The sight of the South Fork up and running is also rare good news for a project plagued by cost overruns that has so far produced few local jobs.
“I can never say the project was excellent,” Nolan said. “But it’s paying off. It brings in millions in taxes, creates local jobs and brings more activity to our businesses.”
Two hours into the cruise, the Cecelia Ann paused near the South Fork Wind’s 12 turbines. Each tower extended out of the water 788 feet, about 56 stories or the height of the Woolworth Building in Manhattan, taller than any building in Connecticut, according to a voice over a loudspeaker, and its blades were 319 feet long, longer than a football field.
The turbines appeared to be spaced a mile apart for easy navigation, closely spaced against an endless, empty blue plain.
It also shows a substation raising voltage to send electricity all the way to Southport, Long Island.
On deck, passengers took selfies like tourists. The mood was joyful and triumphant.
“If you can build this, you can build anything you want,” one Eversource employee told a colleague.
For Ørsted, the photo opportunity was a milestone, allowing the world’s largest offshore wind developer to show an audience of stakeholders the first tangible accomplishments of the work off State Pier, according to David Ortiz, head of government affairs and market strategy at Ørsted. Northeast of the country.
“There were very few jobs and almost no economic activity at New London State Pier before the state decided to make this investment to turn it into an asset for the offshore wind industry,” Ortiz said. “The population that is being employed as a result of the South Fork Winds, now the Revolution Winds, the Sunrise Winds and projects coming in for decades. This represents a tremendous increase in jobs and economic opportunity at New London State Pier that did not exist before.”
Port Authority Chairman David Koris expressed his pride in the work completed, after years of criticism over the project’s cost and delays.
“I’m amazed to see the result of years of effort,” Koris said. “The turbines, the substations, the transmission lines, and all the engineering is in a place that 99% of Americans will never visit, and yet we all benefit from what happens there.”

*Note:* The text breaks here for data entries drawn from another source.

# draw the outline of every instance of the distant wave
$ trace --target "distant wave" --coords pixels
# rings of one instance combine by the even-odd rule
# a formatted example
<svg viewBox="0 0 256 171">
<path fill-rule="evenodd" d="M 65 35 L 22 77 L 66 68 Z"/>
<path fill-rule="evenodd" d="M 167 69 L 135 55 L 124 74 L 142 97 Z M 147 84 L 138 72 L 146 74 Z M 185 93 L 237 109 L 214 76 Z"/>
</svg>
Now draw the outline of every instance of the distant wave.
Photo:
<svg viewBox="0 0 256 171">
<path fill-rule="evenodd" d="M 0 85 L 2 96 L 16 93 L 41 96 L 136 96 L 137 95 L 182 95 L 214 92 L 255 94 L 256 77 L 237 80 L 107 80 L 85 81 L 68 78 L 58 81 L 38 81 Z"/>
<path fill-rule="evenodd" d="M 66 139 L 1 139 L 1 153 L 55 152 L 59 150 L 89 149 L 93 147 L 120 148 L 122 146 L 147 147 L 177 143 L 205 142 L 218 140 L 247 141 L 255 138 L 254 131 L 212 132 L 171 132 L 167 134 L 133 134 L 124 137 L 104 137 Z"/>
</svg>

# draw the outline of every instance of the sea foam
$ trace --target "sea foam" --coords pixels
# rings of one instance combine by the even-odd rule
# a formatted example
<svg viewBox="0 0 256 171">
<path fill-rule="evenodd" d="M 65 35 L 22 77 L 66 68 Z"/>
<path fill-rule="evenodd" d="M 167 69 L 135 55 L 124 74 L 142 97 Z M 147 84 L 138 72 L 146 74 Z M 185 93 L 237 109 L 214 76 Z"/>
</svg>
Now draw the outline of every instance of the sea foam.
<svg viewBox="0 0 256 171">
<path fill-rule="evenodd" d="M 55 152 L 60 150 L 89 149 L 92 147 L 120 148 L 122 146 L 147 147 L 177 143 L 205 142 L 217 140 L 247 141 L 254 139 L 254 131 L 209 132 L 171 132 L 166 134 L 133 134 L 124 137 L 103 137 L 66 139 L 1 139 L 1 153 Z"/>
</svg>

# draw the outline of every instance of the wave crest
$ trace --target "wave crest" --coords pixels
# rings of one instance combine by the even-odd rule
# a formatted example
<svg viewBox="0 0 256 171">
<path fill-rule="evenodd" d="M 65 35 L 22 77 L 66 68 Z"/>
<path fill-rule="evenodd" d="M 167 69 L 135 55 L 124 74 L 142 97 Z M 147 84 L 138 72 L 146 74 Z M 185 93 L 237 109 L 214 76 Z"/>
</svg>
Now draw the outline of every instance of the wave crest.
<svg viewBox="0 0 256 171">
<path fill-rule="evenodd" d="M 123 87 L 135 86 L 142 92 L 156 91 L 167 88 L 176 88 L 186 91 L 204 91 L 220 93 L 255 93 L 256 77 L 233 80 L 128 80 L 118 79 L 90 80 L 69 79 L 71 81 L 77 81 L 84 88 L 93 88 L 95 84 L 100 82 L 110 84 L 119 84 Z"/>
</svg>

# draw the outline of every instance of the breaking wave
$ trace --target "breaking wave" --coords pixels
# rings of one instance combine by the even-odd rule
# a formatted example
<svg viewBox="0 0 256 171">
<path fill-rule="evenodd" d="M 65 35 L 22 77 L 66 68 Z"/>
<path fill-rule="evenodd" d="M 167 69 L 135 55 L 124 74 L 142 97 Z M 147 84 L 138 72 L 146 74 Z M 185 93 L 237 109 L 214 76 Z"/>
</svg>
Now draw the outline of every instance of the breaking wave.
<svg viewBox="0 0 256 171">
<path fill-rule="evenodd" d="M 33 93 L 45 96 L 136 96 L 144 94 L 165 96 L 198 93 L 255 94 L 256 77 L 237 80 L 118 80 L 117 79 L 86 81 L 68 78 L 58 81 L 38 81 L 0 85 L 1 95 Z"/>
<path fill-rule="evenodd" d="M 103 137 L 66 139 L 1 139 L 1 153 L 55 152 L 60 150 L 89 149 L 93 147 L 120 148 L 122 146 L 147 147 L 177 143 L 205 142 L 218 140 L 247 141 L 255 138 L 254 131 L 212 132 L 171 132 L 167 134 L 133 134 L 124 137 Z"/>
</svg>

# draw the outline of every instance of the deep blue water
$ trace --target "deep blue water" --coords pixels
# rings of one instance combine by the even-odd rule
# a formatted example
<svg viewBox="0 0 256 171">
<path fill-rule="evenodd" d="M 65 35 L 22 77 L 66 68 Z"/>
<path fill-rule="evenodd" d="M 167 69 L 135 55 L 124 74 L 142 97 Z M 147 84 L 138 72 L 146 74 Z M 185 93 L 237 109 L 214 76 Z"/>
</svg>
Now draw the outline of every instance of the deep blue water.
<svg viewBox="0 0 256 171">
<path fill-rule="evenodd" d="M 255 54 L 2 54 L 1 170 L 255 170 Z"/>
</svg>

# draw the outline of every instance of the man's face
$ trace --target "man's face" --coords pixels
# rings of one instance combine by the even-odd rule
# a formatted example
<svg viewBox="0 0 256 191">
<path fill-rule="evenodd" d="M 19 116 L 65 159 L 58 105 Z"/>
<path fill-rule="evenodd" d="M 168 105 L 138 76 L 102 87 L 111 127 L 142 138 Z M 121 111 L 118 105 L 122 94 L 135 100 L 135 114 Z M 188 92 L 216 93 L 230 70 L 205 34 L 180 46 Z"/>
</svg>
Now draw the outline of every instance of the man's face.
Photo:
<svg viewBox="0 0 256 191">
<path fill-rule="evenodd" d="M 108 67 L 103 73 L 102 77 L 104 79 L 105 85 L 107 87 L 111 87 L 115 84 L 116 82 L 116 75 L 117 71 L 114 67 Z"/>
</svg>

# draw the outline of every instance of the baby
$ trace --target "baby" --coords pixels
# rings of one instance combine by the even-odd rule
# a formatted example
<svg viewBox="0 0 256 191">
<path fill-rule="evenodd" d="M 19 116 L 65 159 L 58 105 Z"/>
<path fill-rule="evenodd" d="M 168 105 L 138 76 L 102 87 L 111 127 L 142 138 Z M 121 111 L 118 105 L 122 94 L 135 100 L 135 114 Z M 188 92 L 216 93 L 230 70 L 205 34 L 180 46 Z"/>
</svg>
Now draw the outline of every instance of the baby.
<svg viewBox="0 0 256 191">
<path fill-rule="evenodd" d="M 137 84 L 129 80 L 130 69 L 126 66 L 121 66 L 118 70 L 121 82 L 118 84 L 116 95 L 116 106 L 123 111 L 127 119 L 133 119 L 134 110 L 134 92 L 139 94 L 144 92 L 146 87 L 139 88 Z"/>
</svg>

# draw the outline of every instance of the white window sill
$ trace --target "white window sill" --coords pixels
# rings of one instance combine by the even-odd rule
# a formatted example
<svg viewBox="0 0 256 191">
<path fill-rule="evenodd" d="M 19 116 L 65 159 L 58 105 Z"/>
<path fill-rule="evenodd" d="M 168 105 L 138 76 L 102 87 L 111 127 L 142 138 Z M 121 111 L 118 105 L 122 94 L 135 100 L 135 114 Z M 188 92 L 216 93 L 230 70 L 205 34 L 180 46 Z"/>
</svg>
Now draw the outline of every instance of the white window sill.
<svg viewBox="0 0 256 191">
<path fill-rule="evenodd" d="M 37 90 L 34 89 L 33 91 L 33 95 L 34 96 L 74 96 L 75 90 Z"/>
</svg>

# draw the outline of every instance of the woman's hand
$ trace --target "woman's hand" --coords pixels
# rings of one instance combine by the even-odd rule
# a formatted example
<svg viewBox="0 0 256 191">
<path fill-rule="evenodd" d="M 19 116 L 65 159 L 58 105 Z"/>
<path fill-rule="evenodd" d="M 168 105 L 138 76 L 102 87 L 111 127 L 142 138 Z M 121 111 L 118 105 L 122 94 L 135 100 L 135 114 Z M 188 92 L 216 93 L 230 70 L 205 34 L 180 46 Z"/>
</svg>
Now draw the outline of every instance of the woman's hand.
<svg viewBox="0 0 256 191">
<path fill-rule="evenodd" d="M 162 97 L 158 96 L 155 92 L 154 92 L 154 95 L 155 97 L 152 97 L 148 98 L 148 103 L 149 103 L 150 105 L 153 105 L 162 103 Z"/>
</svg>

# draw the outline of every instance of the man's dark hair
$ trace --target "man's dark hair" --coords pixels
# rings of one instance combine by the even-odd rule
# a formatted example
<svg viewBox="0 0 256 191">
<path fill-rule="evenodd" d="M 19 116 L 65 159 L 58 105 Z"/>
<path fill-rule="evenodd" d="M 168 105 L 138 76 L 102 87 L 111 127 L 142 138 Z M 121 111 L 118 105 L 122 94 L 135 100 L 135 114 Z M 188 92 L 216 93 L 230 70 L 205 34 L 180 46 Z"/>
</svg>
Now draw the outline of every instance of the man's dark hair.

As the ferry returns to New London Harbor, Revolution Wind’s new turbine towers can be seen lined up on State Pier. The towers arrived two weeks ago and are part of the Ørsted II project that will be assembled at State Pier and installed outside in 2024 and 2025. The first blades are scheduled to arrive on May 23.
The Revolution Wind project will be constructed and installed on a much larger scale – 65 turbines with a generating capacity of 880 MW. By 2026, Ørsted plans to start Sunrise Wind, an 84-turbine, 924-MW project.
Additionally, in March, Ørsted bid another project, Starboard Wind, at a wind energy auction held jointly by Connecticut, Massachusetts, and Rhode Island. If awarded, the 1,184 MW wind farm would also be constructed off-state.
Offshore wind has the support of labor leaders, who are currently in talks with developers to negotiate working conditions, according to Ed Hawthorne, president of the AFL-CIO in Connecticut.
“As a labor movement, we see it as a new industrial revolution, where there will be good union jobs,” Hawthorne said. “We need to look at it as an investment in the future, because climate justice and economic justice, in our view, are the same thing.”